New Poems
Still Life


We have slipped by here, scarcely noticed,
for generations; the trees we planted,
oak and birch and eucalyptus,

scarce reached our knees those days, now they rise
stooping amongst scattered stars, against
turquoise deepening to blue-pink, emerald, cobalt;

we know –  after the old folks with their hearth-music
abandoned us – generations are layered beneath, and still
the young hare leaps in the joy of morningflush

while the mismatched mistlethrush will cock
her speckled chest into the northern breeze:
as it was, we say, in the beginning.

I will turn soon into the broth of dreams,
blue-pink, emerald, cobalt, a blade of grass
of being, but for now I hold my hand

against the sky and watch a star
between my fingers, see the webbed flesh, feel the blood
pulsing, and listen to the soft sigh lingering.

                
for Michael Schmidt

July 2008
The Nest


A dark world, its stench and cramp, its scramble,
up in the acute angle of the gable wall,
the jutting roof in its occlusion, dumping dark
on dark; and then the beaks, yellow and livid
and big almost as the bone-fluff bodies, the blind
struggling for space, the sudden yawp for worm
to be stuffed in the gawping maws from above; until
there came a death of sorts, the adults urging, and the young
swift was out and tumbling, sickeningly, down; but
something within its being bloomed and there, suddenly,
was the whole and unforeseeable earth and unlimited sky,
the brash exultant rush of its body in instant mastery
of the elements, those open meadows of the sky,
those cloud-suffused blue fields, blue pasture-lands.

August 2008
Shelf-Life


From a side-hook in the pantry, Old Moore's
Almanac for 1943, its pages browned from the pipe-smoke
of Grandpa Time, and one china cup without its handles,
a small blue boat drifting towards the bridge; one

Knock-shrine mug, repository for two brass keys
that have lost their locks; a brawn-coloured oval
roasting-dish, its cracked-over surface criss-crossed
with the trackways of old Europe; a Rowntree's Cocoa tin,

its comely maiden watching out onto hurrying time
with a face of wonder; a carriage-clock without its hands,
standing in its final after-tock; Hallow-e'en tin rings
without their lustre; a Brigid's Cross, the rushes dried

brittle as old wicks; and there, in a cardboard box,
the mixed-up bits of Lego, Meccano, jigsaws, those
building blocks of a world to be.

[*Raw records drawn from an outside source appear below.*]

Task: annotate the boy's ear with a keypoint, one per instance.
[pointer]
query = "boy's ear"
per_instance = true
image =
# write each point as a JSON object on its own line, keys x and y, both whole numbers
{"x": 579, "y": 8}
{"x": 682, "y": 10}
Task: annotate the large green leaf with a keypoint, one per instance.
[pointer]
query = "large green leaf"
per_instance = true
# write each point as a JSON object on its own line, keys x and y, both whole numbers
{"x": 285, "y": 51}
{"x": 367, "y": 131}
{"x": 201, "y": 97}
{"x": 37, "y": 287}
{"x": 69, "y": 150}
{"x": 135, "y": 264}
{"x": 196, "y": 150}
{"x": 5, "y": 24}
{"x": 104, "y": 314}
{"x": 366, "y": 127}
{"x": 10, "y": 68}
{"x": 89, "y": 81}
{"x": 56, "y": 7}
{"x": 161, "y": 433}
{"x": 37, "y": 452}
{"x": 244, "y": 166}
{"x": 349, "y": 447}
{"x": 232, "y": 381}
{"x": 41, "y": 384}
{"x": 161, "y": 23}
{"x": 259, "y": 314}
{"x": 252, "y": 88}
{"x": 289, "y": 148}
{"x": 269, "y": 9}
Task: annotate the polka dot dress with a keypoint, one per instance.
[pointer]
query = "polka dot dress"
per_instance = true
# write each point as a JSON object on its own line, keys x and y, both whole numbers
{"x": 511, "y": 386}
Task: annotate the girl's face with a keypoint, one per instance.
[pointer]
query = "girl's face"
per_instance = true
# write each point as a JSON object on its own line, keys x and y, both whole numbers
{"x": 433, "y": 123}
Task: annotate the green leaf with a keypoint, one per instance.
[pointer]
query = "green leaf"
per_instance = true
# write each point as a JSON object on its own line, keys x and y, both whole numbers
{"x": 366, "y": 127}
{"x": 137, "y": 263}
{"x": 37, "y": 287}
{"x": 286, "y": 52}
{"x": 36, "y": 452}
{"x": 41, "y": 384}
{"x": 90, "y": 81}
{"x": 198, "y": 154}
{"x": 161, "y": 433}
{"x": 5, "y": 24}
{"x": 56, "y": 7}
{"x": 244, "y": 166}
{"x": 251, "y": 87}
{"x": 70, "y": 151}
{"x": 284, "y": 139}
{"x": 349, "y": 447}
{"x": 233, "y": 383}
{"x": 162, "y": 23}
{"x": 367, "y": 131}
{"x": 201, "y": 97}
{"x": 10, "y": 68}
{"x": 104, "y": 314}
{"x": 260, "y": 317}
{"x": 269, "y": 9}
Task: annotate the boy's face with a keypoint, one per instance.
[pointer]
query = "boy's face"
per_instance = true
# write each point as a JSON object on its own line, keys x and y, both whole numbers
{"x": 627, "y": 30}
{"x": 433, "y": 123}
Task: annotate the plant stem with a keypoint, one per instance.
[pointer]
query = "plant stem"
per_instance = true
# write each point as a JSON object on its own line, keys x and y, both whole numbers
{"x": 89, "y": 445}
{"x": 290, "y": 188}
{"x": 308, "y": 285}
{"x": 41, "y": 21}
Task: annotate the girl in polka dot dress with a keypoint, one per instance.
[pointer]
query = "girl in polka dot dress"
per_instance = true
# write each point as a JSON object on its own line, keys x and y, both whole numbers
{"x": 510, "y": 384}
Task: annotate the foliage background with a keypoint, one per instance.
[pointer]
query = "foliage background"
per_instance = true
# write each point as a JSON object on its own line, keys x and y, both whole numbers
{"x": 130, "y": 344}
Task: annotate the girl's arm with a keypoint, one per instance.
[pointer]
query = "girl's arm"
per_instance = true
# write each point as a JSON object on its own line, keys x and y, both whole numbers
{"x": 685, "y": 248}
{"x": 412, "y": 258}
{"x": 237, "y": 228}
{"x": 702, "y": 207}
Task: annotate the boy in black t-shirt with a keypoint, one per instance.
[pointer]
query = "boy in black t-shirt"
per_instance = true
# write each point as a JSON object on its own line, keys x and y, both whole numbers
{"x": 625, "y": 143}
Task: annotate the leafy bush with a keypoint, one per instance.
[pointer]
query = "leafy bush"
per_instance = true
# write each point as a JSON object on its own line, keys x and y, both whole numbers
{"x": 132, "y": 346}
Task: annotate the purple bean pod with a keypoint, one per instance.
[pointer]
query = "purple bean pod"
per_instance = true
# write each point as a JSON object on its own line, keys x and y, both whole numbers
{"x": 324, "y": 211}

Two off-green, birthday
balloons, wrinkled and out-of-breath, string still knotted

like scarves on their scrawny necks, and there, on the top shelf
my tin-ware porringer from lunch-time school, long emptied
of my peaceful indifference to all things. Finally, me, here
mooching about in my ghosthood over shelves no longer there.

January 2010

Public House


It stood, discreet, amongst honest houses,
porter barrels tolling by the wall outside; within,
a flagstone floor, a fudge of smoke and hawking,
the round man behind the bar taciturn, graceless;

mother said it was the heaving weather of original sin
drew him in, for we are transients, pilgrims, falling
to our knees at times before unholy shrines. Began,
for him, as a faltering of resolution and he ducked,

disarmed, into the darkness, as the will falls
like a green bottle smashing itself against the flags.
But there were times, countering it, he crossed
the highest furrows of the mountainside, hunting

for goat, its wild slithering, its grazing; the bullet
in the flesh-flank of the beast was a love-song
and a gesture of despair. He stood to watch
the richening gold-light on the corrie hill,

a heaven-beam, Genesis-feet, that moved across
the mountain-side; and stood to listen to the gulls
in the next-door harbour at their disputations
speak the week’s histories of calamitous events:

the tarnished china of a sheepskull and the windy
acres of its eyes, the battling through against harsh days.
Thislife, say the gulls, is that unstable province
where we scavenge behind the trawlers’ arabesques,

while the human dead are taken down
into the heaving, unlit corrie
of the waves, where they fall, disarmed and slow,
down, down out of all weathers, down, like seeds.